The lattice approach is ideally suited to resolve this conundrum. At least in principle, it should be possible to determine \(\varDelta _Q\) with the same accuracy as \(m_s/m_{ud}\) – the issue concerns QCD and is not plagued by the long range contributions from QED, which are difficult to account for at finite volume. The calculation requires the simulation of QCD with three (or more) quark flavours of unequal mass. More precisely, one needs to calculate the meson masses \(M_{\pi ^+}\), \(M_{K^+}\), \(M_{K^0}\) in this theory as a function of the quark masses \(m_u\), \(m_d\), \(m_s\). The scale \(\varLambda _{\mathrm {QCD}}\) can be pinned down with the pion decay constant, for instance, and if the simulation includes charmed quarks, the corresponding mass can be fixed with \(M_{D^+}\). The quantities of interest are the following combinations of meson and quark masses:

$$\begin{aligned} \varDelta _S= & {} \frac{2M_K^2}{M_\pi ^2(S+1)}-1,\quad \varDelta _R= \frac{M_K^2-M_\pi ^2}{(M_{K^0}^2-M_{K^+}^2)R}-1,\nonumber \\ \varDelta _Q= & {} \varDelta _S+\varDelta _R+\varDelta _S\varDelta _R, \end{aligned}$$
(9.33)

with \(M_\pi ^2\equiv \frac{1}{2}(M_{\pi ^0}^2+M_{\pi ^+}^2)\) and \(M_K^2\equiv \frac{1}{2}(M_{K^0}^2+M_{K^+}^2)\). If the pion decay constant as well as the relative size of the quark masses are held fixed, \(\varDelta _S\) and \(\varDelta _R\) grow in proportion to \(m_s\) while \(\varDelta _Q\) is proportional to \(m_s^2\). For sufficiently small quark masses, chiral symmetry guarantees that \(\varDelta _Q\) is small compared to \(\varDelta _S\) and \(\varDelta _R\), but if the breaking of chiral symmetry becomes comparable to the scale of the theory, there is no reason for this to be so. Table 10 indicates that, for quark masses in the vicinity of the physical values, \(\varDelta _S\) amounts to about 0.05. What is the size of \(\varDelta _Q\) there?

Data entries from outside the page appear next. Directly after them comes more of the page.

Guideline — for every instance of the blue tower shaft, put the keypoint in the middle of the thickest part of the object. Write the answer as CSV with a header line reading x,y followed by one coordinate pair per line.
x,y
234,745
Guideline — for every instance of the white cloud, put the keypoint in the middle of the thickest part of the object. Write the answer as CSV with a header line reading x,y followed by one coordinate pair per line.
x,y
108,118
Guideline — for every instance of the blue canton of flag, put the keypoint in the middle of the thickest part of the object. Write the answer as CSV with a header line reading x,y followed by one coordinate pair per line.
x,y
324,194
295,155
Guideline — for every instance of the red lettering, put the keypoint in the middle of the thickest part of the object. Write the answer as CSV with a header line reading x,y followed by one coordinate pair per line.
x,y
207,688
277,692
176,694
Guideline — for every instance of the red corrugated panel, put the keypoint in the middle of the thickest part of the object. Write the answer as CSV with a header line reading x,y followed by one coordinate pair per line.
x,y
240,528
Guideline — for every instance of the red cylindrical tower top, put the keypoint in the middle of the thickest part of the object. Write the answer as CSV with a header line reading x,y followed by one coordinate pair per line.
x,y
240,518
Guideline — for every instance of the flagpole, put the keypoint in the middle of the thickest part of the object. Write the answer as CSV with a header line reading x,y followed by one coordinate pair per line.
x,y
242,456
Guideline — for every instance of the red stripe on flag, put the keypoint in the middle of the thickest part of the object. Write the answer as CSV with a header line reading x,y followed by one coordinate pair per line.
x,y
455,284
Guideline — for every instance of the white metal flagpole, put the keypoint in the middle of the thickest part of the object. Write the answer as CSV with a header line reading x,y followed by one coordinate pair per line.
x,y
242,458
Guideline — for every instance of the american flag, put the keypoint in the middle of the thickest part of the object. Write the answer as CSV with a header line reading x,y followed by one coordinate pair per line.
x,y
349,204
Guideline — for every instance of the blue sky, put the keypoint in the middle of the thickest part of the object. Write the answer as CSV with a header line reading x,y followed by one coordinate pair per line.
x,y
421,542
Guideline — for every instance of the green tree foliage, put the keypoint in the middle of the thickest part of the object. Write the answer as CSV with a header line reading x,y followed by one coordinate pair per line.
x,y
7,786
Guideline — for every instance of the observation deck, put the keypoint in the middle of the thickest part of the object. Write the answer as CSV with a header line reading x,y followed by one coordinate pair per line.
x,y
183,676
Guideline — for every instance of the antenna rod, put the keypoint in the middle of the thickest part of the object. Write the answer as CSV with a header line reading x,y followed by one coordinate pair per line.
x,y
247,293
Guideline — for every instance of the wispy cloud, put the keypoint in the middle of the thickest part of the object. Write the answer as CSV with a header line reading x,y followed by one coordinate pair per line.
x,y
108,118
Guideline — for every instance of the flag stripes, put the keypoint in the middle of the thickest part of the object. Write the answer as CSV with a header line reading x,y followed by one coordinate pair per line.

While completing the present work, the Fermilab Lattice, MILC & TUMQCD collaborations came up with a new lattice determination of the quark masses [115]. Unfortunately, the paper does not contain a result for the ratio Q, but neglecting correlations and adding errors in quadrature, the mass ratios which are given therein, \(S= 27.182(46)(56)(1)\) and \(m_u/m_d=0.4517(55)(101)\), imply \(Q=22.1(3)\) and \(R=34.7(1.0)\). The central values are very close to our numbers in Eqs. (9.12) and (9.28). Accordingly, the outcome of this calculation appears to be consistent with a coherent chiral expansion of the meson masses and to confirm that the corrections to the current algebra formulae are small. Although the paper focuses on the determination of the masses of the heavy quarks, the ratios \(m_u/m_d\) and \(m_s/m_{ud}\) are given to remarkable accuracy. In particular, the precision claimed for S is breathtaking – the quoted uncertainty is about four times smaller than for the FLAG value (9.21) we are relying on and the uncertainty in the outcome for Q is smaller than ours by more than a factor of two. Concerning the comparison with [92, 93], the main difference is that the calculation is done within QCD rather than QCD + QED. The outcome for the masses \(m_u\), \(m_d\) and \(m_s\) is corrected for e.m. effects, but for details of the procedure used, the reader is referred to a forthcoming paper by the MILC collaboration.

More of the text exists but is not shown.